The word "spectrum" gets tossed around a lot in mathematics, and there seem to be a number of different concepts to which it applies. There is of course a physical connotation to the word which is commonly associated with scattering processes, rainbows, etc. : http://en.wikipedia.org/wiki/Spectrum
However, in mathematics the term seems to be quite loaded. To name a just a few concepts which could be called spectral, here is a big list:
Eigenvalues/eigenvectors for normal matrices
Jordan normal form for matrices
Spectrum of a bounded linear operator
Spectrum of a C* algebra
Spectrum of a commutative ring / Scheme
Characters of an abelian group
Irreducible unitary representations of a group
Spectrum of a graph
Spectrum of a Riemannian manifold
Spectral sequences from cohomology theory
Of course some of these concepts are more general than others. For example, normal matrix < bounded linear operator < c* algebra < commutative ring. However, it doesn't seem like any one of these definitions is sufficiently encompassing to give the whole story. As a counter example, the irreducible representations of a non-commutative group are an instance of the Jordan normal form (for finite groups anyway), but are not really captured by the corresponding notion of the spectra of a commutative ring. Similarly, the spectrum of a graph and a Riemannian manifold don't seem to have much to do with the spectrum of schemes, but yet they are related to the spectra of linear operators. And then there are spectral sequences which are just a bit weird...

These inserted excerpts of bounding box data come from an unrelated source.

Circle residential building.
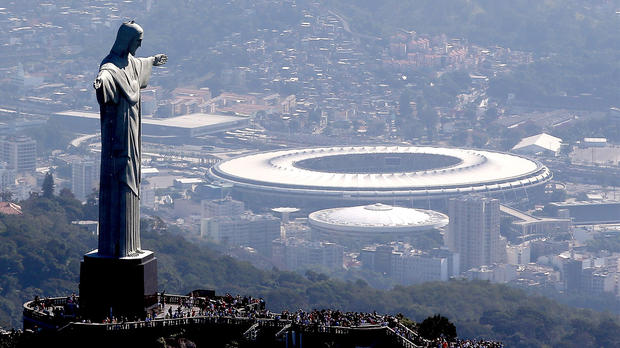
[446,196,506,271]
[0,136,37,173]
[200,213,280,257]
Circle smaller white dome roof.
[308,203,448,232]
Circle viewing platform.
[24,294,429,348]
[23,291,502,348]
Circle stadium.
[308,203,448,245]
[208,146,552,209]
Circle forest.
[0,190,620,347]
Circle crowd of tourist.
[27,294,503,348]
[32,293,78,318]
[426,338,504,348]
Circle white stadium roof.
[308,203,448,233]
[512,133,562,153]
[209,146,552,200]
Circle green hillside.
[0,195,620,347]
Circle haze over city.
[0,0,620,347]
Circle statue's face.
[129,33,142,56]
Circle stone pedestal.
[80,250,157,322]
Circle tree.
[0,191,13,202]
[419,314,456,340]
[41,173,54,198]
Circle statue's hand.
[153,53,168,66]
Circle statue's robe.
[95,53,153,257]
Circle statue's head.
[112,21,144,56]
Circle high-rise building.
[71,161,99,201]
[360,243,459,285]
[272,238,344,270]
[0,136,37,173]
[446,196,506,271]
[0,162,15,192]
[200,214,280,257]
[201,196,245,218]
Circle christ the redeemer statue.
[94,21,168,258]
[79,21,168,321]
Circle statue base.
[79,250,157,322]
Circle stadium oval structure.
[308,203,449,239]
[208,146,552,206]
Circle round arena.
[208,146,552,209]
[308,203,449,245]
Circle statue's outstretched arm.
[153,53,168,66]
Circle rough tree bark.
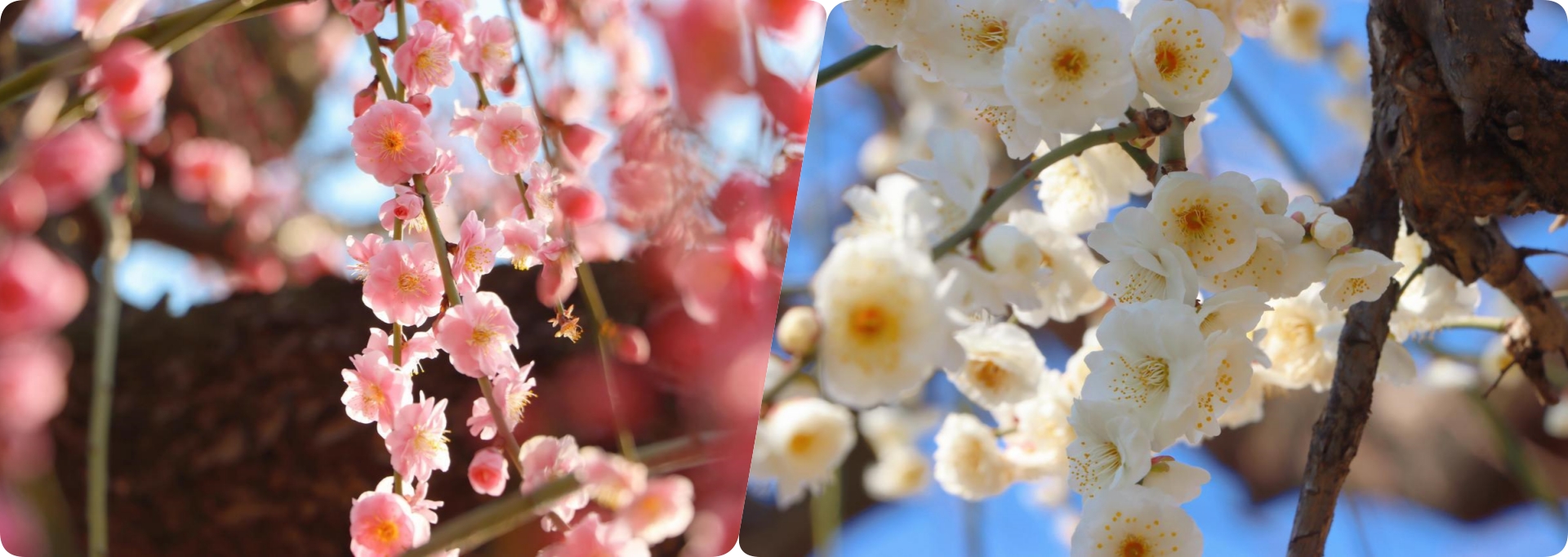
[1289,0,1568,557]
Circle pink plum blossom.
[518,434,593,530]
[0,237,88,337]
[348,491,428,557]
[469,448,510,496]
[392,20,453,94]
[458,16,516,90]
[436,292,518,378]
[0,336,70,438]
[24,123,126,213]
[348,100,436,185]
[474,102,541,174]
[363,240,445,327]
[615,475,693,543]
[342,351,414,436]
[452,210,503,293]
[385,394,452,482]
[539,515,649,557]
[467,363,533,441]
[172,138,256,207]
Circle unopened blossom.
[436,292,518,378]
[452,210,505,295]
[466,363,535,441]
[458,16,514,90]
[363,240,445,327]
[24,121,126,213]
[348,100,436,185]
[864,446,931,502]
[933,412,1014,501]
[813,235,960,408]
[1322,249,1405,309]
[1132,0,1231,116]
[1068,399,1151,499]
[898,129,991,237]
[518,434,595,527]
[902,0,1040,90]
[1002,2,1138,133]
[1007,210,1106,327]
[1088,207,1198,305]
[844,0,910,47]
[1084,300,1215,448]
[474,102,541,174]
[392,20,453,94]
[751,399,854,508]
[1145,170,1264,276]
[348,491,428,557]
[615,475,696,545]
[342,351,414,436]
[85,39,172,143]
[539,515,649,557]
[0,237,88,337]
[469,448,510,497]
[947,323,1046,408]
[385,395,452,482]
[1071,483,1203,557]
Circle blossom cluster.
[753,0,1477,555]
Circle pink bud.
[555,185,604,226]
[408,92,430,116]
[615,325,651,366]
[354,82,380,118]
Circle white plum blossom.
[1068,400,1151,501]
[1145,170,1264,276]
[1322,249,1403,309]
[1088,207,1198,305]
[751,399,854,508]
[1007,210,1106,327]
[934,414,1013,501]
[1071,483,1203,557]
[1002,2,1138,133]
[947,323,1046,409]
[1130,0,1231,116]
[813,235,960,408]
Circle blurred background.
[0,0,823,555]
[742,0,1568,557]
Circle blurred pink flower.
[172,138,256,209]
[458,16,516,90]
[0,336,70,436]
[615,475,693,545]
[0,237,88,339]
[342,351,414,436]
[348,100,436,185]
[474,102,539,174]
[385,394,452,482]
[518,434,593,527]
[380,187,425,230]
[22,123,126,213]
[348,491,428,557]
[363,240,445,327]
[467,363,535,441]
[539,515,649,557]
[436,292,518,378]
[392,21,453,94]
[452,210,503,293]
[469,448,510,496]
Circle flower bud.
[774,306,822,354]
[980,225,1043,273]
[555,187,604,226]
[1312,212,1355,249]
[408,92,430,116]
[1253,177,1290,215]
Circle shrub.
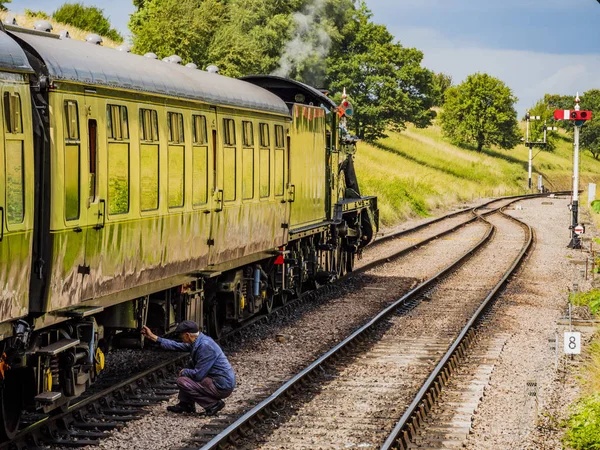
[565,393,600,450]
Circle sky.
[8,0,600,115]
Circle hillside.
[0,11,121,48]
[356,122,600,226]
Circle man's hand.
[142,325,158,342]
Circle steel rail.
[369,191,571,248]
[0,201,497,450]
[0,192,565,449]
[380,200,534,450]
[0,353,189,449]
[195,213,495,450]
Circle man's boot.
[205,400,225,416]
[167,402,196,414]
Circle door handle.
[94,199,106,230]
[215,189,223,212]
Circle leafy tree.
[204,0,303,77]
[52,3,123,42]
[433,72,452,106]
[25,8,50,19]
[570,89,600,159]
[327,2,435,141]
[440,73,520,152]
[129,0,226,67]
[523,98,556,150]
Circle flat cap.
[175,320,200,333]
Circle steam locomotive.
[0,25,378,439]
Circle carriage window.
[223,147,237,202]
[259,148,271,198]
[106,105,129,141]
[275,125,284,148]
[275,148,285,195]
[242,121,254,147]
[260,123,271,147]
[167,113,185,144]
[167,145,185,208]
[242,148,254,200]
[192,116,208,145]
[192,147,208,206]
[4,92,23,134]
[140,109,158,142]
[108,143,129,214]
[140,145,159,211]
[64,100,81,220]
[5,141,25,223]
[223,119,235,145]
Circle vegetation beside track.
[565,336,600,450]
[356,125,600,226]
[0,11,121,48]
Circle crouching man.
[142,320,235,416]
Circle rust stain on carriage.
[46,200,287,312]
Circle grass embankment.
[0,11,122,48]
[565,289,600,450]
[356,126,600,225]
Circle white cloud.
[392,28,600,115]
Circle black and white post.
[525,111,553,190]
[554,93,592,248]
[568,94,582,248]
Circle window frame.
[223,117,237,147]
[2,91,23,134]
[192,114,208,146]
[139,108,160,144]
[106,103,131,142]
[63,98,82,225]
[167,111,185,145]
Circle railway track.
[0,192,552,450]
[182,200,533,450]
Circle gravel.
[246,216,524,450]
[90,217,492,450]
[466,198,591,450]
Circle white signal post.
[525,111,554,189]
[554,93,592,248]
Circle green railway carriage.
[0,26,377,437]
[0,34,34,336]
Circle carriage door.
[208,114,241,265]
[81,93,106,300]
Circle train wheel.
[346,252,356,273]
[0,371,23,441]
[335,239,348,278]
[263,294,275,314]
[277,292,290,306]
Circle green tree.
[523,98,556,151]
[433,72,452,106]
[129,0,226,67]
[327,2,435,141]
[52,3,123,42]
[203,0,303,77]
[440,73,521,152]
[580,89,600,159]
[25,8,50,19]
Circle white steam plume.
[272,0,331,77]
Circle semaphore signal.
[554,94,600,248]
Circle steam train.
[0,20,378,439]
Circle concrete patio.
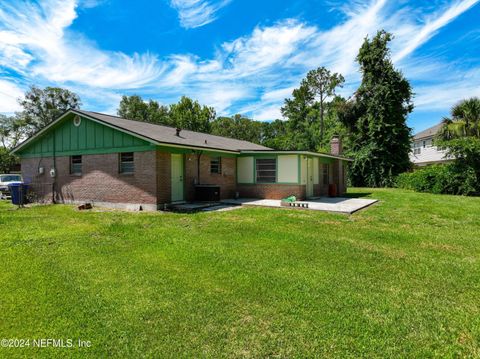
[172,197,377,214]
[222,197,378,214]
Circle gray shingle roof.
[74,110,270,151]
[413,122,443,140]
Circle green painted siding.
[18,116,156,157]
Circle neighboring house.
[410,123,452,167]
[13,110,348,210]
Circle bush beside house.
[396,163,480,196]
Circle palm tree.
[438,97,480,140]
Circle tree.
[0,115,25,173]
[281,79,319,151]
[0,114,26,149]
[440,97,480,140]
[435,97,480,194]
[281,67,344,151]
[261,119,291,150]
[19,86,81,135]
[170,96,216,133]
[117,95,171,125]
[339,30,413,187]
[211,114,263,143]
[305,67,345,142]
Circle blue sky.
[0,0,480,131]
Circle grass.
[0,189,480,358]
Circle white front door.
[307,158,313,198]
[172,154,184,202]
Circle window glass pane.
[210,157,222,173]
[323,165,329,185]
[70,156,82,174]
[119,152,135,173]
[255,158,277,183]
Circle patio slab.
[222,197,378,214]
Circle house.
[410,123,452,167]
[13,110,348,210]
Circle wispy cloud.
[170,0,231,29]
[0,0,163,89]
[394,0,479,61]
[0,79,23,113]
[0,0,480,128]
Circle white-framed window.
[70,155,82,175]
[323,164,330,185]
[210,157,222,174]
[255,158,277,183]
[118,152,135,173]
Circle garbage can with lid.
[8,183,28,206]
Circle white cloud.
[415,69,480,111]
[393,0,479,62]
[0,79,23,113]
[0,0,164,89]
[0,0,479,120]
[170,0,231,29]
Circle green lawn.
[0,188,480,358]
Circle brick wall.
[22,151,157,208]
[185,154,237,201]
[237,184,306,200]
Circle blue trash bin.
[8,183,28,206]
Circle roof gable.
[413,122,443,140]
[76,111,270,152]
[16,113,154,157]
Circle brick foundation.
[22,151,157,209]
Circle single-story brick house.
[13,110,348,210]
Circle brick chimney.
[330,135,343,156]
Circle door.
[307,158,313,198]
[172,154,184,202]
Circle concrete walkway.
[222,197,378,214]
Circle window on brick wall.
[70,156,82,175]
[323,164,330,185]
[255,158,277,183]
[210,157,222,173]
[119,152,135,173]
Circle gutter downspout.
[197,151,203,184]
[52,130,57,204]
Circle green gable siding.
[18,116,156,157]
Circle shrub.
[396,163,480,196]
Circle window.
[323,165,330,185]
[255,158,277,183]
[119,152,135,173]
[70,156,82,175]
[210,157,222,173]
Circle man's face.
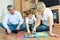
[8,7,14,14]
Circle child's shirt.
[26,15,36,24]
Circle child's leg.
[0,22,5,29]
[36,24,49,32]
[29,24,34,31]
[20,23,26,31]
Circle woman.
[25,10,38,34]
[33,2,58,37]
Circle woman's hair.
[24,9,32,16]
[36,2,46,11]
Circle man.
[2,5,25,34]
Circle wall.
[0,0,13,22]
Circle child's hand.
[7,28,11,34]
[32,28,36,33]
[16,27,20,30]
[50,33,59,37]
[28,31,30,34]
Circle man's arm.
[2,15,9,29]
[2,15,11,34]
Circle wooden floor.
[0,28,60,40]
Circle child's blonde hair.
[37,2,46,11]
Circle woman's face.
[28,14,32,19]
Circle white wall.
[0,0,13,22]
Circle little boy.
[25,10,37,34]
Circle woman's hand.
[32,28,36,33]
[27,30,30,34]
[50,33,59,37]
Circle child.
[25,10,37,34]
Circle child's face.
[28,14,32,19]
[37,10,43,14]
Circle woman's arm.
[33,16,41,32]
[48,16,53,34]
[49,16,59,37]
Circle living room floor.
[0,27,60,40]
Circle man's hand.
[7,28,11,34]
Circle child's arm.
[25,18,30,34]
[49,13,59,37]
[33,17,41,32]
[26,23,30,34]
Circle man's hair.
[24,9,32,16]
[7,5,13,9]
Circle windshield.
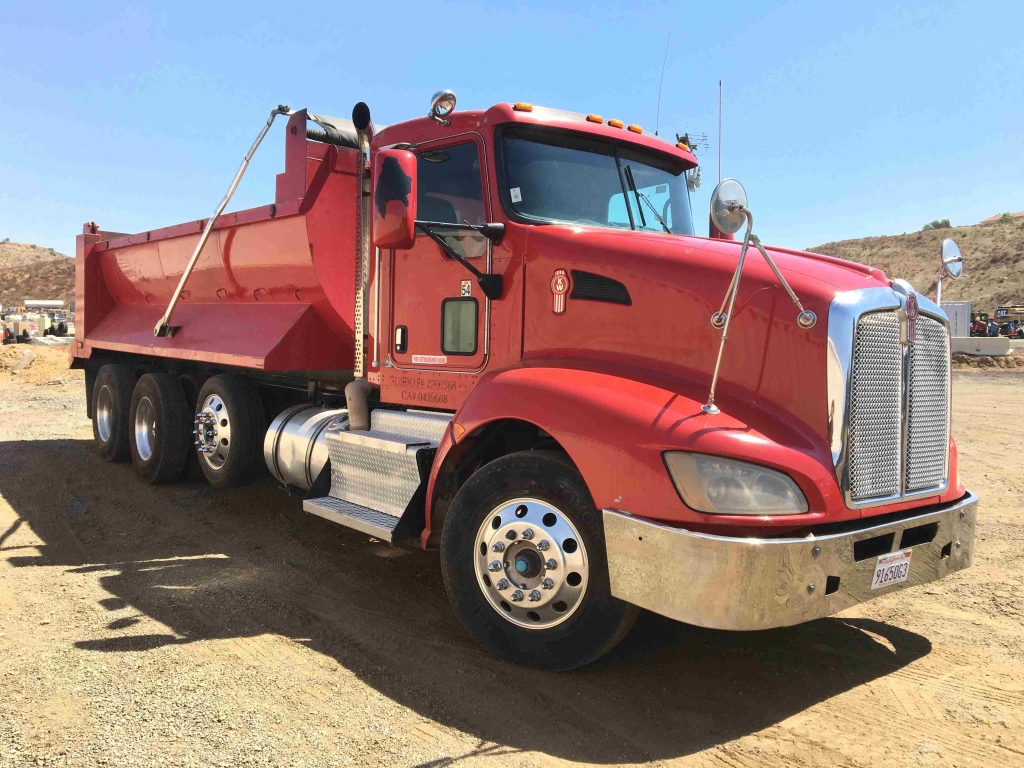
[501,126,693,234]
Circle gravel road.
[0,347,1024,768]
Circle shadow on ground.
[0,440,931,763]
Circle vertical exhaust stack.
[352,101,374,379]
[345,101,374,431]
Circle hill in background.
[0,242,75,307]
[807,218,1024,312]
[0,217,1024,312]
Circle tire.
[178,374,204,482]
[196,374,266,488]
[92,366,135,462]
[128,373,191,485]
[441,451,640,670]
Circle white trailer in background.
[942,301,971,339]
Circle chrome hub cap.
[135,397,157,462]
[474,499,590,630]
[96,385,114,442]
[194,394,231,469]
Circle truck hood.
[523,225,890,453]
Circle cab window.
[417,141,487,259]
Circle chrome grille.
[904,316,949,494]
[849,311,903,502]
[837,303,949,506]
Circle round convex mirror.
[711,178,746,234]
[428,89,455,120]
[942,238,964,280]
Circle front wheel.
[441,451,639,670]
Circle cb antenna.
[654,30,672,136]
[718,80,722,184]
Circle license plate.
[871,549,913,590]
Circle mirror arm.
[416,221,505,301]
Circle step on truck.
[71,91,978,670]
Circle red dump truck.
[71,92,978,669]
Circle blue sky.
[0,0,1024,259]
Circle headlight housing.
[665,451,807,515]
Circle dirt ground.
[0,347,1024,768]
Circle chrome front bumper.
[604,493,978,630]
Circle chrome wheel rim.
[194,394,231,469]
[96,384,114,442]
[473,498,590,630]
[135,397,157,462]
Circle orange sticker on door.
[413,354,447,366]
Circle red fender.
[423,360,964,543]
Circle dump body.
[73,112,357,375]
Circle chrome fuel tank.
[263,403,348,490]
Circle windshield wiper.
[624,165,672,234]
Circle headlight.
[665,451,807,515]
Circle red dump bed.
[72,111,358,372]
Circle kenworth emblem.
[551,269,569,314]
[906,291,919,344]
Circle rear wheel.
[92,366,135,462]
[178,374,203,482]
[129,374,191,484]
[195,374,266,488]
[441,451,639,670]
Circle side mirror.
[374,150,417,251]
[711,178,746,234]
[940,238,964,280]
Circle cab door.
[388,134,492,372]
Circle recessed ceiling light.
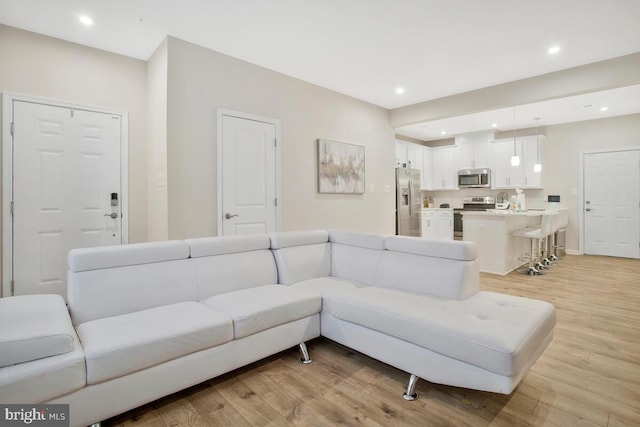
[78,15,93,27]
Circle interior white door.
[221,115,277,236]
[583,150,640,258]
[12,101,122,297]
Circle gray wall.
[162,37,395,239]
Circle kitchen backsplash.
[422,188,547,208]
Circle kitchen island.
[462,208,564,275]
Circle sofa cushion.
[187,235,278,300]
[69,240,189,271]
[76,301,233,384]
[326,287,555,375]
[371,250,480,300]
[385,236,478,261]
[0,295,75,367]
[186,234,271,258]
[270,231,331,285]
[202,285,321,339]
[269,230,329,249]
[329,230,388,251]
[67,260,197,325]
[290,276,365,300]
[0,331,87,404]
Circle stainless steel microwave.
[458,169,491,188]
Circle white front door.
[218,114,278,236]
[582,150,640,258]
[6,100,123,298]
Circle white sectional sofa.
[0,231,555,426]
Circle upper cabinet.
[420,147,433,190]
[456,131,493,169]
[490,135,544,189]
[396,139,409,167]
[396,140,433,190]
[430,145,458,190]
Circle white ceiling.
[0,0,640,138]
[396,84,640,141]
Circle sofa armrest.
[0,295,75,367]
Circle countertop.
[460,207,566,216]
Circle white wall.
[0,24,147,298]
[147,39,169,241]
[0,24,147,243]
[167,37,395,239]
[542,114,640,251]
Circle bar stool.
[512,212,557,276]
[549,208,569,262]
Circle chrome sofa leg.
[299,343,312,365]
[402,374,420,401]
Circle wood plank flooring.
[103,256,640,427]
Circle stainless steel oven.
[458,169,491,188]
[453,196,496,240]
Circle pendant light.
[511,105,520,166]
[533,117,542,172]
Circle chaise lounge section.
[0,231,555,426]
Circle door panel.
[12,101,122,297]
[583,150,640,258]
[222,115,277,235]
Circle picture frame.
[318,139,365,194]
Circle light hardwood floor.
[103,256,640,427]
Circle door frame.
[216,108,282,236]
[2,92,129,297]
[577,145,640,255]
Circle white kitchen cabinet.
[491,139,524,188]
[491,135,544,189]
[420,210,436,239]
[420,147,433,190]
[407,143,424,175]
[436,210,453,240]
[396,140,409,167]
[421,209,453,240]
[431,145,458,190]
[456,132,493,169]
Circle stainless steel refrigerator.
[396,167,422,237]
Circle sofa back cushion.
[269,231,331,285]
[374,236,479,300]
[67,241,196,325]
[186,235,278,300]
[329,230,387,285]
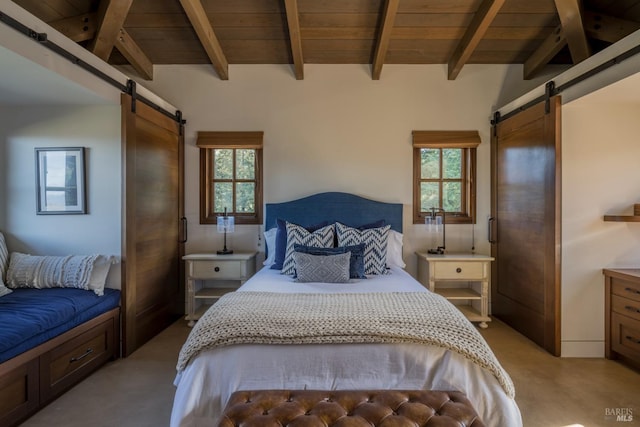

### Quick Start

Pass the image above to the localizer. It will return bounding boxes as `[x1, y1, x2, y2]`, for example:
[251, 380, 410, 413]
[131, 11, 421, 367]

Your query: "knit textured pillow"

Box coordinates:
[336, 222, 391, 274]
[282, 222, 335, 274]
[293, 252, 351, 283]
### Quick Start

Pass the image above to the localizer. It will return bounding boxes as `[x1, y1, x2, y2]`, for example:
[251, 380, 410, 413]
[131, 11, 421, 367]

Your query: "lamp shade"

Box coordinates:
[217, 215, 236, 233]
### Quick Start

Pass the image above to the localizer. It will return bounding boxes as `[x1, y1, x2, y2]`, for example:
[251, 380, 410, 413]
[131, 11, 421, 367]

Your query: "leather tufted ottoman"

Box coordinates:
[219, 390, 484, 427]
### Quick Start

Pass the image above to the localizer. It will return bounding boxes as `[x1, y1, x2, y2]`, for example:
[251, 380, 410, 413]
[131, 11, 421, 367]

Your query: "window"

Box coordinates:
[413, 131, 480, 224]
[196, 132, 263, 224]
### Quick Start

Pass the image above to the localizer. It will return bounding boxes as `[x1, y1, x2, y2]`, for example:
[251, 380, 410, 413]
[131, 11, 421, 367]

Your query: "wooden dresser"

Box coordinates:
[603, 268, 640, 369]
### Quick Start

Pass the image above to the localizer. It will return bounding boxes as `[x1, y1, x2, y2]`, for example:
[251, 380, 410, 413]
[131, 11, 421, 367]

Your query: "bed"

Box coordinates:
[0, 244, 120, 426]
[171, 193, 522, 427]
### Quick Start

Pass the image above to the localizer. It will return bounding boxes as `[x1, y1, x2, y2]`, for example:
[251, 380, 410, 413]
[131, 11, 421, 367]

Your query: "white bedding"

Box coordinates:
[171, 267, 522, 427]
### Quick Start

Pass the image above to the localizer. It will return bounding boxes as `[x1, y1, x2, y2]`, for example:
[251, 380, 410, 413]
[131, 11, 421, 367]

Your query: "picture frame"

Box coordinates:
[35, 147, 87, 215]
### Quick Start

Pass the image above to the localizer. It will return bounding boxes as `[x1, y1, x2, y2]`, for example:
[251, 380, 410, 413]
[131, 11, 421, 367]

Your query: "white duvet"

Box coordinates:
[171, 267, 522, 427]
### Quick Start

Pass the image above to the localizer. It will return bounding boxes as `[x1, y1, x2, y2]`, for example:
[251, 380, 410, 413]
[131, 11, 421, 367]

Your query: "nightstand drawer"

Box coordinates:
[191, 261, 242, 280]
[611, 279, 640, 302]
[611, 313, 640, 360]
[611, 295, 640, 321]
[434, 262, 484, 280]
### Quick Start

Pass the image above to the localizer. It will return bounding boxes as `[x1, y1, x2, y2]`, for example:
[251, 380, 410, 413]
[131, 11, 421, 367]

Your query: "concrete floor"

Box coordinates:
[22, 320, 640, 427]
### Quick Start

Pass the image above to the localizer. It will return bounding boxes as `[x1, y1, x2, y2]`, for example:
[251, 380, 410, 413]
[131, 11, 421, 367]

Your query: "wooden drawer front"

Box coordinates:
[40, 319, 114, 402]
[192, 261, 242, 279]
[611, 278, 640, 302]
[0, 358, 39, 426]
[611, 295, 640, 321]
[611, 313, 640, 362]
[434, 262, 484, 280]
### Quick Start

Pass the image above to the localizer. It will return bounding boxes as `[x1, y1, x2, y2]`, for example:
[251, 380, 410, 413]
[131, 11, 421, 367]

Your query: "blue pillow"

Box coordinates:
[271, 218, 329, 270]
[293, 243, 367, 279]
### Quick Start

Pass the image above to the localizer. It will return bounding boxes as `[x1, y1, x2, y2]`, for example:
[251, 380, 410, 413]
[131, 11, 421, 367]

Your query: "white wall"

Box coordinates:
[140, 65, 533, 275]
[0, 105, 122, 287]
[562, 89, 640, 357]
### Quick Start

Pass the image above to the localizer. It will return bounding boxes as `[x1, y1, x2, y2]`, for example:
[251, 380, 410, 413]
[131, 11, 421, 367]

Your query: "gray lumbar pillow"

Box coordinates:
[293, 252, 351, 283]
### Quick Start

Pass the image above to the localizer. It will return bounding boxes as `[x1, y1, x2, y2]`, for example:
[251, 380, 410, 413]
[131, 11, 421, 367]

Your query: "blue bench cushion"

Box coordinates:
[0, 288, 120, 362]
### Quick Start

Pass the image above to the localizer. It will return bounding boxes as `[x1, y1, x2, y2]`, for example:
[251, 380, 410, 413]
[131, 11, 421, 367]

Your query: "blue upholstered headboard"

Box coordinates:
[265, 192, 402, 233]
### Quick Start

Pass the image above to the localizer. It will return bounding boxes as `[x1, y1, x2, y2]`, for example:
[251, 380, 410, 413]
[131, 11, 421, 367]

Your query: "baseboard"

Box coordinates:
[560, 341, 604, 358]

I won't profess to completely understand the general idea here, but there do seem to be some patterns. A common theme seems to be `decomposability', for example when finding the eigenvalues/vectors of a matrix one attempts to split apart the domain of the matrix into independent components. This is similar to splitting a space into points; and suggests that there is perhaps a correspondence between eigenvectors/eigenvalues and prime ideals/local rings. The non-commutative picture is of course more complicated, but perhaps the concept might be equally described in terms of irreducible modules and some type of generalized localization at an irreducible module (which is a hazy concept I must admit). In a perfect world, it would be nice if this same concept could even extend to things like the Gauss map from differential geometry, or the Legendre transform from statistical mechanics/convex optimization (of course that might not be feasible).
Also, I marked the question community wiki in case anyone else has some other good examples of `spectral' concepts in mathematics.